Conflicts between people — particularly livestock owners — and predators are common throughout the West, even as the populations of wolves, bears and cougars have dropped over the centuries. But the dozen or so mountain lions of the Santa Monica Mountains inhabit an environment where navigating the ways of the human world can be particularly challenging.
The big cats are penned in by the freeways that crisscross L.A.’s metropolitan area, which make finding mates and breeding difficult and, even worse, can be fatal to cats that try to cross them. They are regularly sickened by poison that people use to control rats and other pests. And they roam an area packed with tasty-looking prey — not just alpacas, but dogs and even zoo koalas — that humans have decided they are not supposed to eat. Fortunately, cougars’ main dietary staple, deer, are not off-limits.
So great are the obstacles to a thriving life that biologists fear the area’s mountain lions could be extinct within 50 years.
In an editorial Wednesday headlined “Save P-45,” the Los Angeles Times noted that the state is considering building a multimillion-dollar wildlife bridge over the 101 Freeway to help the big cats migrate and mate with brethren that live beyond the region.
“It makes no sense to spend millions of dollars building a wildlife overpass for the survival of the mountain lions and yet issue depredation permits to residents so they can kill a lion for behaving like a mountain lion,” the editorial argued.

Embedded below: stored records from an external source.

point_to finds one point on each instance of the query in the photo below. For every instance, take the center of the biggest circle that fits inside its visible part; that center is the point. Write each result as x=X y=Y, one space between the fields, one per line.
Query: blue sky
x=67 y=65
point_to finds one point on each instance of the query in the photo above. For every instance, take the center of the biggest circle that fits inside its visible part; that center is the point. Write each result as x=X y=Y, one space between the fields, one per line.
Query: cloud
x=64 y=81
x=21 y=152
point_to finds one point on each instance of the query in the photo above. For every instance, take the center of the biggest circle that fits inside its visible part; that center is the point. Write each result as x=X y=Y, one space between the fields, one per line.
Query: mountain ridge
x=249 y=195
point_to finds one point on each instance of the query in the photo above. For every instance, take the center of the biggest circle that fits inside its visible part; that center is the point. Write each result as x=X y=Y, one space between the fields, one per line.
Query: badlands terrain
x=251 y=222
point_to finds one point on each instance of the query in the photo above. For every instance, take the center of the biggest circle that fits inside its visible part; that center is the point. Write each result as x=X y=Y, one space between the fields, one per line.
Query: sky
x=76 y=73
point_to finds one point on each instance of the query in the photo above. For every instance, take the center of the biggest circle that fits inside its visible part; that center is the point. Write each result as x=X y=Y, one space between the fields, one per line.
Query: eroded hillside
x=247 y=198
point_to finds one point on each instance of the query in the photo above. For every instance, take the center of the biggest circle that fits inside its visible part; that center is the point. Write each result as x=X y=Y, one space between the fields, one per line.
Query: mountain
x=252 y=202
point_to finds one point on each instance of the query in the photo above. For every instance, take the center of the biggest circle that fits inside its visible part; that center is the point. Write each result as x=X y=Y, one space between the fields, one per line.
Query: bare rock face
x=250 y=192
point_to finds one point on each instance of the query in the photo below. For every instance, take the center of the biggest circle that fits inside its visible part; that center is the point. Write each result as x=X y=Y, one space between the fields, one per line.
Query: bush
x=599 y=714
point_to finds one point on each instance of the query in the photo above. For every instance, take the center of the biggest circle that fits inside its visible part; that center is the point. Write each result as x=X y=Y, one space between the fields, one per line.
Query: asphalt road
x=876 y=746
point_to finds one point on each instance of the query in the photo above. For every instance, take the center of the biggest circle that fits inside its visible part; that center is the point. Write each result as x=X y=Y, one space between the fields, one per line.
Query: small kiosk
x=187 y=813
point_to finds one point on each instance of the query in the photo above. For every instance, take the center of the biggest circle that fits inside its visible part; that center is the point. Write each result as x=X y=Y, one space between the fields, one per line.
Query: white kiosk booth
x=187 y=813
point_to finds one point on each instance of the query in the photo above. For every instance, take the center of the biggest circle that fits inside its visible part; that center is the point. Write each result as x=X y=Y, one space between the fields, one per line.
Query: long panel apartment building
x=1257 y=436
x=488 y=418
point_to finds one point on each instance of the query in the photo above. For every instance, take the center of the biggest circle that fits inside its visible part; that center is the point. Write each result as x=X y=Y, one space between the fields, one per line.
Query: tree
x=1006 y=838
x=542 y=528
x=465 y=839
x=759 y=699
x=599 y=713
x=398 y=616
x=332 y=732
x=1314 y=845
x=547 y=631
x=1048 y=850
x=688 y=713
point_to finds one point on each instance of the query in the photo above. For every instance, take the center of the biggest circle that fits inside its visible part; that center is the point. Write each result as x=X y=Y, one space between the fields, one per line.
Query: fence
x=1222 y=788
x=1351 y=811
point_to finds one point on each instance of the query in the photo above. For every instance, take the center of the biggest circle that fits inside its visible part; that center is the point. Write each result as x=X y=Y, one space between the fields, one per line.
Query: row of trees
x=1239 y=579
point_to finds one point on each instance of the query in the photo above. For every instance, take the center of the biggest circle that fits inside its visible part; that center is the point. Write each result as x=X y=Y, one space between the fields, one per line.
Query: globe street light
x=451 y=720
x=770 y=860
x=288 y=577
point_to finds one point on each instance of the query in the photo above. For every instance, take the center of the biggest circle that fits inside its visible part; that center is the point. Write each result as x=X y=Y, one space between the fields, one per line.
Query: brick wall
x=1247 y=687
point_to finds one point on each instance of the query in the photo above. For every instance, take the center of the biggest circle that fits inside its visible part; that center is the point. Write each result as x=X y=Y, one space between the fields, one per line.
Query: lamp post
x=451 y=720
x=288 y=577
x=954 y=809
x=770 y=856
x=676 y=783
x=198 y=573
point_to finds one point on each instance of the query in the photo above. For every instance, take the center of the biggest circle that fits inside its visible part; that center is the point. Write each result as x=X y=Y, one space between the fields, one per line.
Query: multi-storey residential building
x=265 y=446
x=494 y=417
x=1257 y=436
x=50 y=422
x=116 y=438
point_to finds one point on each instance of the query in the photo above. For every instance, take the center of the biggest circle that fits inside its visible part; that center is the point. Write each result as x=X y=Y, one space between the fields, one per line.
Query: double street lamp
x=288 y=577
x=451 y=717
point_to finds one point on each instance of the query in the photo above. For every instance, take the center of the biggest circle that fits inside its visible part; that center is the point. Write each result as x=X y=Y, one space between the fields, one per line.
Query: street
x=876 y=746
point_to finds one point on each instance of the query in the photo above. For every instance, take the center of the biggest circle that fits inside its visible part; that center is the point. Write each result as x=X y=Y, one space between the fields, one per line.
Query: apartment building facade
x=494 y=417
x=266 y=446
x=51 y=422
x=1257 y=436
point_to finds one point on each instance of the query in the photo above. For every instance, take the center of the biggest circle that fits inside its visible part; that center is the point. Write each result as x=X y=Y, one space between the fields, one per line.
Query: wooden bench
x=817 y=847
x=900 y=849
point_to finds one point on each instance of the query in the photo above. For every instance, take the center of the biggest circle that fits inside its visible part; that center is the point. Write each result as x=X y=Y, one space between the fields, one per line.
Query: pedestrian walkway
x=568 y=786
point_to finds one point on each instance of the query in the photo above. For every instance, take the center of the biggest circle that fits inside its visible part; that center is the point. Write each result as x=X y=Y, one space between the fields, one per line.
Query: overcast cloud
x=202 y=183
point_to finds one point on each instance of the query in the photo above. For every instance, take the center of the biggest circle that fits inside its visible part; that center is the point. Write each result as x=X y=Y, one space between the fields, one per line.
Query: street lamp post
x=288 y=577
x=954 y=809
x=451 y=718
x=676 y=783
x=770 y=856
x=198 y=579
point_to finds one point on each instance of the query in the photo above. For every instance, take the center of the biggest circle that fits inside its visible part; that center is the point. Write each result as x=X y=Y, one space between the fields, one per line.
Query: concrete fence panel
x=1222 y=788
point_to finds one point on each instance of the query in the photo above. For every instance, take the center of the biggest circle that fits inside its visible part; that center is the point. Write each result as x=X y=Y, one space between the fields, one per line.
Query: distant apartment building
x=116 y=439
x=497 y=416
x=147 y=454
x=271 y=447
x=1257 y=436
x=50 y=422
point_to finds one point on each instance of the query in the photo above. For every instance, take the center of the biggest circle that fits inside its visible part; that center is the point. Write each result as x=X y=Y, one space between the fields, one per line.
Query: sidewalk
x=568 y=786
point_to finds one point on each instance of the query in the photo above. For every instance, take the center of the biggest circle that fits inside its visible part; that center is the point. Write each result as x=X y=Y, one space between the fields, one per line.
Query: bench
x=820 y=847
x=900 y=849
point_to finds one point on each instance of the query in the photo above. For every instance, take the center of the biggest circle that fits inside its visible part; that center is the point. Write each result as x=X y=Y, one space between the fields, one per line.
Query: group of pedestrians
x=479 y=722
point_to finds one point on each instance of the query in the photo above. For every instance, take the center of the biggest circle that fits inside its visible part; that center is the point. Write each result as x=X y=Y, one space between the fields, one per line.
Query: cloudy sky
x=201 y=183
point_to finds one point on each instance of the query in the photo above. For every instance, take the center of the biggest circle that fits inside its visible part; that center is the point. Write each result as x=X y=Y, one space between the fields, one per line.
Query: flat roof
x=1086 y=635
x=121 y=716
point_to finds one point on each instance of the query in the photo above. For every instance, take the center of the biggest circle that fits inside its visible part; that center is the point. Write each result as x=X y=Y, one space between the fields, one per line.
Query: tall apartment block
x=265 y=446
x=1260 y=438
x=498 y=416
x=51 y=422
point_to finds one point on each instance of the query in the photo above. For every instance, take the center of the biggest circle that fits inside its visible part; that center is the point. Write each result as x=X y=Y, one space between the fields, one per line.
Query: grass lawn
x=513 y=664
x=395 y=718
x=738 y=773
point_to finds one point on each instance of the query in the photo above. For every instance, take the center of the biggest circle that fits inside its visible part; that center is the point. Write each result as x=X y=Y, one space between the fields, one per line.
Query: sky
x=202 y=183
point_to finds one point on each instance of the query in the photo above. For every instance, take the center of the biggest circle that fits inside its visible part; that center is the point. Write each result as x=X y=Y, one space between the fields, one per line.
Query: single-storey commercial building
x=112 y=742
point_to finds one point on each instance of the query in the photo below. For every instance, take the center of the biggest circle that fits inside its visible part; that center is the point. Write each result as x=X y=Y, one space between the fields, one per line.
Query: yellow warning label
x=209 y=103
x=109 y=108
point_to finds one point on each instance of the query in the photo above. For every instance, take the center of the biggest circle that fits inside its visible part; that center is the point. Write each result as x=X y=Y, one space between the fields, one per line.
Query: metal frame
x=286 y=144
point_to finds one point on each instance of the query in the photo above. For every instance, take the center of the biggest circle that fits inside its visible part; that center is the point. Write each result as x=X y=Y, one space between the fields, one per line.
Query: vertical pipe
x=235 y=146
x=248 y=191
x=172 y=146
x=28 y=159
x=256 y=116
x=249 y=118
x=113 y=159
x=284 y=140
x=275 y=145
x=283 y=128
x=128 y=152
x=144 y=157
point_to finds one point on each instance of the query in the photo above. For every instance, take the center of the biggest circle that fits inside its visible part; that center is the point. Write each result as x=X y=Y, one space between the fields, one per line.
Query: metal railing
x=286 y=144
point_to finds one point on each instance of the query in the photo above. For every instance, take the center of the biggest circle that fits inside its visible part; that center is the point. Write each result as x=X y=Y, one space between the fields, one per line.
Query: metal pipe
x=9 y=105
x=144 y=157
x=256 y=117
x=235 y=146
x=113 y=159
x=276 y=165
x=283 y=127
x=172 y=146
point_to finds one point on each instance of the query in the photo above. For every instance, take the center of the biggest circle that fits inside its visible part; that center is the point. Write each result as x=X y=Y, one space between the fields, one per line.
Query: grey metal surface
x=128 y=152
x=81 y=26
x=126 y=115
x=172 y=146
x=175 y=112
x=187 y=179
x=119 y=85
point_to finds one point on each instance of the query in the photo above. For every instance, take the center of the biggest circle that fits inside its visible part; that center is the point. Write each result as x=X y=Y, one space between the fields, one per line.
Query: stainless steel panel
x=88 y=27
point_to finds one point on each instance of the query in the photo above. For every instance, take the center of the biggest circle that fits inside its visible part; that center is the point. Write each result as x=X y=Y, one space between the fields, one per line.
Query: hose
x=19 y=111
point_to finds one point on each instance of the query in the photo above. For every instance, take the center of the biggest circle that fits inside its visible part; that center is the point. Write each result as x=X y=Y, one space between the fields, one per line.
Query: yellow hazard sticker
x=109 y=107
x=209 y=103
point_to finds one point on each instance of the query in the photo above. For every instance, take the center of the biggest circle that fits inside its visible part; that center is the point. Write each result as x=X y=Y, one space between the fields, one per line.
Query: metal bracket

The National Park Service, which says it has documented six different mountain lions that have killed livestock in the area since 2002, is co-hosting a workshop Wednesday night on peaceful coexistence with the big cats.
Andrew Hughan, a spokesman for the California Department of Fish and Wildlife, told the Los Angeles Times that the 10 alpacas that were killed were kept in a locked area of a ranch outfitted with barbed wire and motion-sensing security cameras. The owner has “hired an agent” to seek out P-45, he told LAist.
“The homeowner did everything she could to protect her wildlife,” Hughan said, adding that the owner had lost income as well as pets. “This lion was very determined to get in there.”
Park service officials emphasize that the mountain lions haven’t threatened humans, but they’ve acknowledged an increase in reports of attacks on livestock and other domestic animals in the area.
“This lion is obviously killing for sport — not food,” Mary-Dee Rickards, a neighbor of the rancher who lost 10 alpacas, told KBUU-FM radio, according to City News Service. “I know everyone who lives up here not only respects but enjoys the beautiful wildlife. But this has gone beyond a peaceful coexistence with the animals.”
But not every victim has sought a depredation permit. The miniature horse owner did not, nor did the owners of Malibu Family Wines, where P-45 dined on llamas on three separate occasions late last year and early this year. Instead, the winery erected lion-proof fencing.
“The lions were here first, and we plan to stay,” ranch manager Dakota Semler told the L.A. Times. “We realize the risks involved, but we also appreciate that lions are wild animals that also live here. So we’re going to learn to live and work with them around.”